Como exemplos, podemos colocar as seguintes questões para serem avaliadas: considerando aluno(a)s concluintes do Ensino Médio, quantos seriam capazes, a partir dos seus conhecimentos adquiridos em sala de aula, explicar:

a) Em Química: como é possível se fazer uma emulsão como a maionese, visto que se aprende em aula que água e óleo não se misturam?

b) Em Biologia: quais outros métodos contraceptivos, além da pílula anticoncepcional, e suas diferenças?

c) Em Física: o funcionamento de uma bússola e conseguir reproduzir uma de tal forma que consigam, depois, indicar com precisão a diferença entre o norte geográfico e o norte magnético?
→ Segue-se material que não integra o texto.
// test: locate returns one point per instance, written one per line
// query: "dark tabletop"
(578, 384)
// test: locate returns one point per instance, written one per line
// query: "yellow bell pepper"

São inúmeros os motivos que levam ao atual sistema de Ensino de Ciências ser, muitas vezes, estéril e ineficaz na Educação Básica. Alguns deles estão ligados diretamente à prática de ensino exercida dentro da sala de aula, que, conforme Silva Júnior (2015), se encontra dentro de um modelo tradicional de ensino, que está diretamente relacionado ao “professor detentor do conhecimento e alunos passivos que receberão o conhecimento produzido pelos cientistas ao longo da história” (p. 108), geralmente encontrados em livros didáticos que nem sempre refletem a ciência em sua forma mais confiável, havendo, muitas vezes, discrepâncias conceituais. Por isto que

Um dos aspectos problemáticos para a aprendizagem da linguagem científica relaciona-se com a familiarização da nomenclatura normalmente utilizada em Ciência. Com o extraordinário aumento do conhecimento científico a terminologia em Ciência aumentou, também, extraordinariamente e o problema da aprendizagem da linguagem científica tem-se tornado cada vez mais relevante. […] O desenvolvimento da linguagem em Ciência envolve, assim, mudança no significado dos nomes. Em Ciência, e na aprendizagem da Ciência, certas palavras não podem ganhar significado tão facilmente como as palavras do quotidiano, porque têm significado específico que não pode ser resultado da observação ou da experiência pessoal. (OLIVEIRA et al., 2009, p.23).

Este fator isolado, já se mostraria preponderante como sendo responsável pela desmotivação em se aprender Ciências da Natureza na escola.